The team was originally founded in Pamplona as an amateur squad by Eusebio Unzué, who still manages it after leaving wise José Miguel Echavarri in the driver's seat for many years. After 36 Tour de France starts, the management still remembers how the team burst sensationally onto the Tour scene. Its first participation, in 1983, ended with Ángel Arroyo finishing as runner-up, second only to Laurent Fignon! It also got a fabulous one-two in the Puy de Dôme time trial, with the other rider being Pedro Delgado, who would go on to become the third Spanish Tour de France champion in 1988, following in the footsteps of Federico Bahamontes and Luis Ocaña.
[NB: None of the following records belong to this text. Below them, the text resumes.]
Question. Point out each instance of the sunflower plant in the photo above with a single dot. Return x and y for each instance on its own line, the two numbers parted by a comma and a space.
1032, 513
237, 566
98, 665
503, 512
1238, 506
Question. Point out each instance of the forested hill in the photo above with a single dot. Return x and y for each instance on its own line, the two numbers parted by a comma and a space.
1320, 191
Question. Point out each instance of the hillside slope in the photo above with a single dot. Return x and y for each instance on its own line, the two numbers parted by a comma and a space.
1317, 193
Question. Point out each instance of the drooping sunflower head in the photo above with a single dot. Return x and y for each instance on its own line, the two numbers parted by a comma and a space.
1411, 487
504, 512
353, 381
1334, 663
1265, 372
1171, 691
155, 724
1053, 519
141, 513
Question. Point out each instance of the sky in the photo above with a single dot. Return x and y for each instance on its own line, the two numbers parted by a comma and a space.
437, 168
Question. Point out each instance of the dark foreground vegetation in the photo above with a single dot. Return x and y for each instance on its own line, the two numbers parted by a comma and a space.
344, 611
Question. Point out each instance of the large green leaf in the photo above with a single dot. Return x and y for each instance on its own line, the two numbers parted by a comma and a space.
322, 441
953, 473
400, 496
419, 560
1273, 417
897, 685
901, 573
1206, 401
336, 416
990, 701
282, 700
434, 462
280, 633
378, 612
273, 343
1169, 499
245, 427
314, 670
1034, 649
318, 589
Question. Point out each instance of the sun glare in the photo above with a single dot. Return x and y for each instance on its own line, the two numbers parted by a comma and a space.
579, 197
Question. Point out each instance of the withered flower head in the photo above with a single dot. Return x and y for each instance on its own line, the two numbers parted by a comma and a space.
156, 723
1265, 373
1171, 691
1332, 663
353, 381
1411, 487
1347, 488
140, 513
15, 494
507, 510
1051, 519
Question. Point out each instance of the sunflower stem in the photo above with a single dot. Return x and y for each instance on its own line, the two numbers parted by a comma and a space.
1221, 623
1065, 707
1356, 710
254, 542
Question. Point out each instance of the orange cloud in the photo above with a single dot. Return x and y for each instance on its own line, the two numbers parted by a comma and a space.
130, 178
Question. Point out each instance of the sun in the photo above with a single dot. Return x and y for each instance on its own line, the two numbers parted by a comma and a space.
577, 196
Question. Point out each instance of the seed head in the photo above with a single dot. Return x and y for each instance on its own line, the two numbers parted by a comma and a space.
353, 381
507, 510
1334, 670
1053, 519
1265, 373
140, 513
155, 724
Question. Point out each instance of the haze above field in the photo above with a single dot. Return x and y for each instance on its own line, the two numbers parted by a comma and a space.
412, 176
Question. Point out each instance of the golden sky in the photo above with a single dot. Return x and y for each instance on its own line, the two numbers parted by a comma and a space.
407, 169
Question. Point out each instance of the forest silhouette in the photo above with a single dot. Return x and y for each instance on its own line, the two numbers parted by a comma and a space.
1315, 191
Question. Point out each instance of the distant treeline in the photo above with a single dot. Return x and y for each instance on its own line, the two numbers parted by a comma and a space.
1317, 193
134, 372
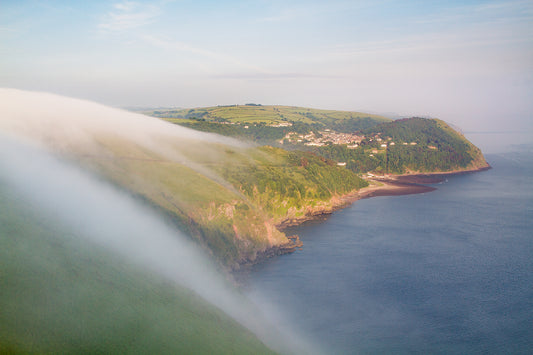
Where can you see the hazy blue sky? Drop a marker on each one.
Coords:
(468, 62)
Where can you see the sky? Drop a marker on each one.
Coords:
(467, 62)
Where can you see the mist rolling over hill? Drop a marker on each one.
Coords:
(75, 206)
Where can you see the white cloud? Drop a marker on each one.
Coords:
(127, 15)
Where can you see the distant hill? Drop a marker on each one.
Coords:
(266, 124)
(361, 142)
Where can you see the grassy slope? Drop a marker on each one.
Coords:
(264, 114)
(439, 147)
(61, 296)
(229, 198)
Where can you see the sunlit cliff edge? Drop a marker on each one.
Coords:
(229, 195)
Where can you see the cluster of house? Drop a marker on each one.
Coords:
(326, 137)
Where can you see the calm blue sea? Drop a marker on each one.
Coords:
(450, 271)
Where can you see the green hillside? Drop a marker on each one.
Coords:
(229, 198)
(59, 295)
(266, 124)
(363, 143)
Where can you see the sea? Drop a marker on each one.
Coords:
(444, 272)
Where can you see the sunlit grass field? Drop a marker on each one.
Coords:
(60, 295)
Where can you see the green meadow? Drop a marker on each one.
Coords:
(59, 295)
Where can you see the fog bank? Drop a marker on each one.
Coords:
(106, 217)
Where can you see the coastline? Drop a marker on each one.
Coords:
(390, 185)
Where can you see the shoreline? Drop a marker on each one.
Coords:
(393, 185)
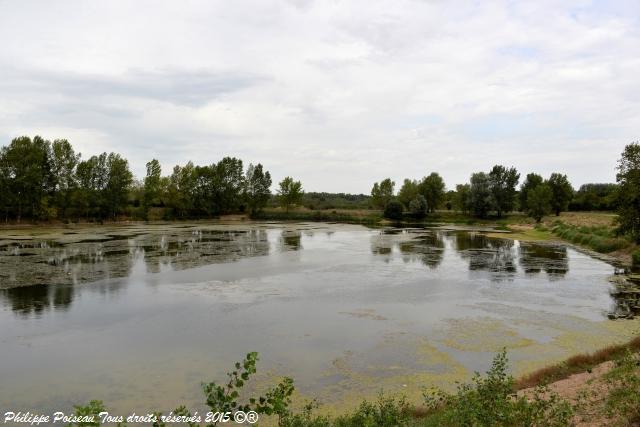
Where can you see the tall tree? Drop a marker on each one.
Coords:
(229, 184)
(432, 188)
(503, 183)
(531, 181)
(481, 200)
(92, 176)
(28, 164)
(257, 187)
(539, 201)
(289, 193)
(628, 200)
(181, 190)
(152, 185)
(119, 179)
(408, 192)
(462, 200)
(63, 167)
(382, 193)
(561, 191)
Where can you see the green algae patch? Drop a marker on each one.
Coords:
(354, 377)
(481, 335)
(525, 235)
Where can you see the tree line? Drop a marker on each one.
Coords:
(496, 192)
(43, 180)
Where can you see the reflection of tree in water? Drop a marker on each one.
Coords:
(551, 259)
(426, 248)
(33, 300)
(291, 240)
(487, 254)
(382, 244)
(197, 248)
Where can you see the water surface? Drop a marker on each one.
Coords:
(139, 316)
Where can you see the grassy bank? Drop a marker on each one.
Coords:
(491, 399)
(351, 216)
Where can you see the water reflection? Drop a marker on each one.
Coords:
(33, 300)
(426, 248)
(179, 248)
(497, 256)
(87, 260)
(292, 239)
(552, 259)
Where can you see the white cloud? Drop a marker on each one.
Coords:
(338, 94)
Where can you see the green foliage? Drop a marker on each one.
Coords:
(462, 201)
(289, 193)
(408, 192)
(539, 201)
(531, 181)
(418, 207)
(153, 189)
(480, 197)
(490, 400)
(635, 259)
(393, 210)
(29, 179)
(599, 238)
(225, 398)
(503, 183)
(623, 381)
(382, 193)
(628, 194)
(561, 191)
(257, 190)
(40, 180)
(432, 188)
(594, 197)
(321, 201)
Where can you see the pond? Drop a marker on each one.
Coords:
(138, 316)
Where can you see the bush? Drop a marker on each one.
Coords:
(393, 210)
(491, 401)
(624, 389)
(635, 259)
(418, 207)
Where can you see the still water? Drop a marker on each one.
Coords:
(139, 316)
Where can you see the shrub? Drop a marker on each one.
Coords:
(418, 206)
(624, 388)
(393, 210)
(635, 259)
(491, 401)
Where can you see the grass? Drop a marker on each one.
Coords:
(599, 238)
(576, 364)
(351, 216)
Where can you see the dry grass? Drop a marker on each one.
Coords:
(589, 219)
(576, 364)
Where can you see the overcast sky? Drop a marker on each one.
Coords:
(338, 94)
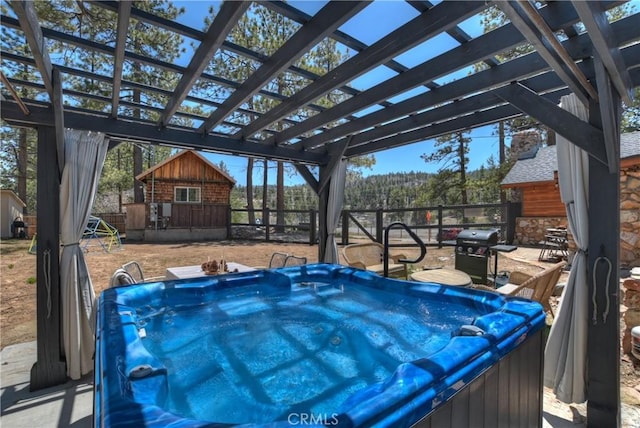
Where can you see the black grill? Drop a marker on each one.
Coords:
(472, 252)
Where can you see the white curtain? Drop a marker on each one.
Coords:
(334, 207)
(84, 157)
(565, 357)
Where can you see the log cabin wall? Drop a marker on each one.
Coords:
(542, 199)
(210, 209)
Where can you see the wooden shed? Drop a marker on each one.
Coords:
(535, 176)
(186, 198)
(11, 209)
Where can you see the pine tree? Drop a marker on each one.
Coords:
(451, 152)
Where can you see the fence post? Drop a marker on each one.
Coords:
(439, 236)
(379, 225)
(345, 227)
(266, 222)
(514, 210)
(312, 226)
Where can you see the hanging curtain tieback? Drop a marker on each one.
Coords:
(605, 312)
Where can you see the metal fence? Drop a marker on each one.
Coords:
(435, 225)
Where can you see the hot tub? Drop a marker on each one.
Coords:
(318, 345)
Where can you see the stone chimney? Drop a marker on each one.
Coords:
(524, 141)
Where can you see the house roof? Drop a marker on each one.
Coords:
(11, 194)
(538, 168)
(630, 145)
(147, 173)
(541, 166)
(384, 96)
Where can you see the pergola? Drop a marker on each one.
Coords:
(575, 50)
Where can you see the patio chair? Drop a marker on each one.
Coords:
(130, 273)
(292, 260)
(121, 277)
(277, 260)
(369, 256)
(538, 287)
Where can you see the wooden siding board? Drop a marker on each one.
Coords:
(460, 409)
(503, 391)
(542, 200)
(491, 392)
(477, 402)
(514, 381)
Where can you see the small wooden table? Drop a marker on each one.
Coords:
(181, 272)
(443, 276)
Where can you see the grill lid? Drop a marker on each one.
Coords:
(477, 237)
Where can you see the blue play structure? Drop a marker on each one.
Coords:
(100, 233)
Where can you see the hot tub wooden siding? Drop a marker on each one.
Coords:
(508, 394)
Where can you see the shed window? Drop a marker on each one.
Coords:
(187, 194)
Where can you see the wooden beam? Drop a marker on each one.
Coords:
(308, 176)
(151, 134)
(529, 65)
(409, 35)
(14, 94)
(49, 368)
(516, 12)
(604, 42)
(222, 24)
(469, 121)
(336, 152)
(28, 19)
(58, 116)
(583, 135)
(608, 115)
(172, 67)
(124, 13)
(472, 52)
(330, 17)
(603, 368)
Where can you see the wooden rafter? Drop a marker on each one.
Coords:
(323, 23)
(14, 94)
(124, 12)
(524, 17)
(409, 35)
(224, 21)
(599, 30)
(29, 23)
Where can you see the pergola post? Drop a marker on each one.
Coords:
(603, 340)
(50, 368)
(323, 204)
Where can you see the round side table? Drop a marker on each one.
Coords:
(443, 276)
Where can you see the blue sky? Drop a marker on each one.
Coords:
(369, 26)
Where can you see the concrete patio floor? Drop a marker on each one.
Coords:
(71, 404)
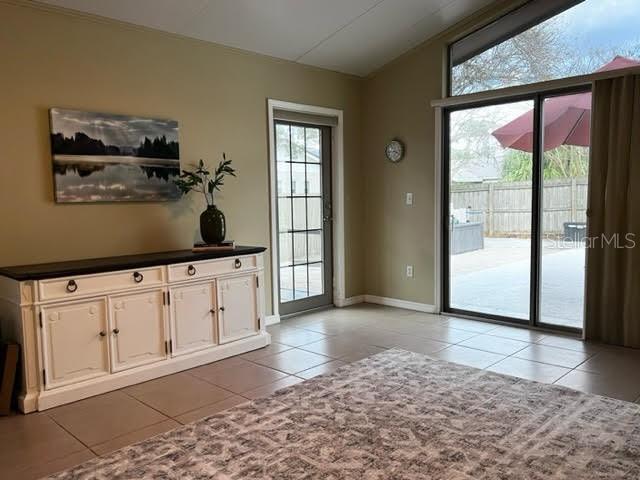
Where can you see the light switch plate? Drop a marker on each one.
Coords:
(409, 198)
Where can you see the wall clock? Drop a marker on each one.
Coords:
(394, 151)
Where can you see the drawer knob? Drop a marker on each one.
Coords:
(72, 286)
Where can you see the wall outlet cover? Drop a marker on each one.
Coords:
(409, 198)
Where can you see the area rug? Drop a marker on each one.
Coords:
(396, 415)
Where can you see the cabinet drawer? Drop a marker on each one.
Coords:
(208, 268)
(70, 287)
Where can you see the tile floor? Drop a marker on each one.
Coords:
(41, 443)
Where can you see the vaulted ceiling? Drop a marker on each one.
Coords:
(350, 36)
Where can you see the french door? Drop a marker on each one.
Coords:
(303, 179)
(515, 177)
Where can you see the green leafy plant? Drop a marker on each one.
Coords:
(200, 179)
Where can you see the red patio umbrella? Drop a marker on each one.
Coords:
(566, 120)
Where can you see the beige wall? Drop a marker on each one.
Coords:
(396, 103)
(218, 95)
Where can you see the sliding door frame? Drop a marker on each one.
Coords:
(536, 207)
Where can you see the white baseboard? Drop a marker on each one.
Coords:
(395, 302)
(271, 319)
(346, 302)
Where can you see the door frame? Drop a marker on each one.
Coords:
(337, 197)
(442, 283)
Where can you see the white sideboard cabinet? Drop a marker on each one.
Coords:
(91, 326)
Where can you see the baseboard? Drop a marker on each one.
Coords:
(346, 302)
(395, 302)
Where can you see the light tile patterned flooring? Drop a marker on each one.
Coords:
(41, 443)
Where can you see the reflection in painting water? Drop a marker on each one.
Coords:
(78, 181)
(101, 157)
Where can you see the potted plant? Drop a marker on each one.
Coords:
(212, 221)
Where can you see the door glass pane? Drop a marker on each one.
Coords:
(316, 285)
(284, 214)
(283, 153)
(564, 199)
(299, 248)
(300, 282)
(286, 284)
(299, 213)
(284, 179)
(298, 179)
(315, 246)
(313, 145)
(314, 180)
(490, 194)
(286, 249)
(314, 213)
(297, 144)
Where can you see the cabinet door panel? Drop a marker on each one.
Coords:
(238, 317)
(74, 349)
(192, 318)
(138, 320)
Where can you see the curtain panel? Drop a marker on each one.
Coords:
(613, 244)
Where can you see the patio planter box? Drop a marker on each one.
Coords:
(466, 237)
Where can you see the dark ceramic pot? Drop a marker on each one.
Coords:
(213, 227)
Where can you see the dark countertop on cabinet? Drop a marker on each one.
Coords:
(110, 264)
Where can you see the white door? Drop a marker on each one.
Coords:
(137, 329)
(237, 312)
(192, 318)
(75, 342)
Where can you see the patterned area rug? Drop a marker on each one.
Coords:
(396, 415)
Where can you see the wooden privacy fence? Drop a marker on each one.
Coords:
(505, 207)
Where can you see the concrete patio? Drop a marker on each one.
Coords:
(496, 280)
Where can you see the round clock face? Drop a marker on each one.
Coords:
(394, 151)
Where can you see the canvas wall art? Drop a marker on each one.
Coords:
(102, 157)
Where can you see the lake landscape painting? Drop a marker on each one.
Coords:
(102, 157)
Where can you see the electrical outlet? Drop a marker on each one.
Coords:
(409, 198)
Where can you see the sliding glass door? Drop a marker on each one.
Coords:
(514, 199)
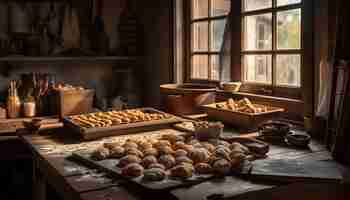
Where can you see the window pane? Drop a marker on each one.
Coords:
(250, 5)
(215, 69)
(258, 68)
(288, 70)
(217, 34)
(200, 67)
(287, 2)
(220, 7)
(258, 32)
(289, 29)
(200, 36)
(200, 8)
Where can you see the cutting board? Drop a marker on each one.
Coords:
(287, 170)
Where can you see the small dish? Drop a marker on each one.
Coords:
(298, 139)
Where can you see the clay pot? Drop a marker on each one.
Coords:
(186, 99)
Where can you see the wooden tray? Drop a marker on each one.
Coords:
(109, 166)
(121, 129)
(238, 119)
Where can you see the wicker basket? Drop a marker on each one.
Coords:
(72, 102)
(248, 121)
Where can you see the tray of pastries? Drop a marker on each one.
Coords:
(101, 124)
(242, 113)
(169, 160)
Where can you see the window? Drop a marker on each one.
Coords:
(272, 43)
(207, 24)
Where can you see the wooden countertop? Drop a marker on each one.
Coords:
(72, 180)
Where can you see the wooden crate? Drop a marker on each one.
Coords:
(72, 102)
(249, 121)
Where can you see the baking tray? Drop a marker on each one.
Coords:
(249, 121)
(110, 167)
(120, 129)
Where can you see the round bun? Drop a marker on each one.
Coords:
(132, 170)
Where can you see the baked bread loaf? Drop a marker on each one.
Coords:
(132, 170)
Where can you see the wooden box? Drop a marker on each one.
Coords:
(248, 121)
(72, 102)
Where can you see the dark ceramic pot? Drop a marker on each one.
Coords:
(185, 99)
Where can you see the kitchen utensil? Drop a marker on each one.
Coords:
(298, 139)
(13, 101)
(70, 28)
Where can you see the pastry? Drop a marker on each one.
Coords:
(100, 153)
(134, 151)
(203, 168)
(144, 145)
(148, 160)
(239, 148)
(222, 167)
(167, 160)
(179, 145)
(162, 143)
(117, 152)
(180, 152)
(237, 159)
(156, 165)
(111, 145)
(165, 150)
(208, 146)
(154, 174)
(183, 159)
(199, 155)
(128, 160)
(222, 153)
(132, 170)
(182, 171)
(129, 144)
(150, 152)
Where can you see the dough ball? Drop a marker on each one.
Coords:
(222, 167)
(165, 150)
(203, 168)
(128, 160)
(208, 146)
(133, 151)
(154, 174)
(180, 152)
(150, 152)
(129, 144)
(182, 171)
(132, 170)
(156, 165)
(239, 148)
(162, 143)
(199, 155)
(183, 159)
(167, 160)
(148, 160)
(117, 152)
(111, 145)
(101, 153)
(222, 153)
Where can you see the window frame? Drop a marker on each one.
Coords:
(272, 89)
(306, 89)
(189, 21)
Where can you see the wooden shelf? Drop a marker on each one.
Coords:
(69, 59)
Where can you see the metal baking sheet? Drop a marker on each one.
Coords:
(93, 133)
(110, 166)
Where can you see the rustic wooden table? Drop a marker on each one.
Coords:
(74, 181)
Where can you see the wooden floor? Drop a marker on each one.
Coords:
(75, 181)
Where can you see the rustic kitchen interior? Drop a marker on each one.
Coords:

Then, the Banesto bank took over from the Reynolds aluminium company and Miguel Indurain filled Delgado's shoes. The Navarrese, a home-grown rider who remained loyal to the team until he retired on 2 January 1997, came to epitomise Spanish cycling. Echavarri and Unzué tried to continue the success story began by Indurain by hiring Abraham Olano and Alejandro Valverde, who managed to win the Vuelta a España but not the Tour de France, where all they got was stage wins. But history found a curious and utterly incredible way of giving the yellow jersey back to the Navarrese when, in 2006, the peloton gifted Óscar Pereiro half an hour in a breakaway after he had conceded twenty-six minutes in the Pyrenees.
Under its different avatars as Illes Balears, Caisse d'Épargne and Movistar, the evergreen Spanish Armada has rarely left the Grande Boucle empty-handed. In 2012, Valverde seized his eleventh-hour opportunity in the Pyrenees by winning the stage to Peyragudes. In 2014, he finished just outside the podium, but he finally stepped onto it for the first time in 2015, at the ripe age of 35, taking third place while Nairo Quintana repeated his 2013 exploit to finish second. The Colombian earned another podium place in 2016 (3rd) but flopped in 2017 (12th), when Valverde was knocked out of the race by a nasty crash during the opening time trial in Düsseldorf. The sole survivor of the ailing Spanish cycling scene, a squad which has seen great champions come and go, Movistar is a true Tour team, past and present, as proved by Richard Carapaz with his victory in the 2019 Giro. In 2018, it again proved its mettle in the Grande Boucle in the face of Team Sky's dominance, taking a stage win with Quintana as well as the team classification, with Mikel Landa as its highest-placed rider in seventh place overall. Reigning world champion Alejandro Valverde remains the team's most emblematic figure.
Overall wins: 7
Stage wins: 32
Secondary classification wins: 11
Yellow jerseys: 79
60: the number of days spent by Miguel Indurain in yellow.
16 July 1983: the debuting Reynolds team goes one-two in the 15.6 km time trial from Clermont-Ferrand to the Puy de Dôme with rookies Ángel Arroyo (second in Paris behind Laurent Fignon) and Pedro Delgado.
19 July 1991: defending champion Greg LeMond cracks in the last kilometre of the Tourmalet and Miguel Indurain takes the first step towards his maiden win after a screaming descent with Claudio Chiappuci.
15 July 2006: the Tour is turned on its head. Having finished the Pla de Beret stage 26 minutes down on the winner, Óscar Pereiro takes the yellow jersey a few days later by finishing second in Montélimar, 29′57″ ahead of the bunch.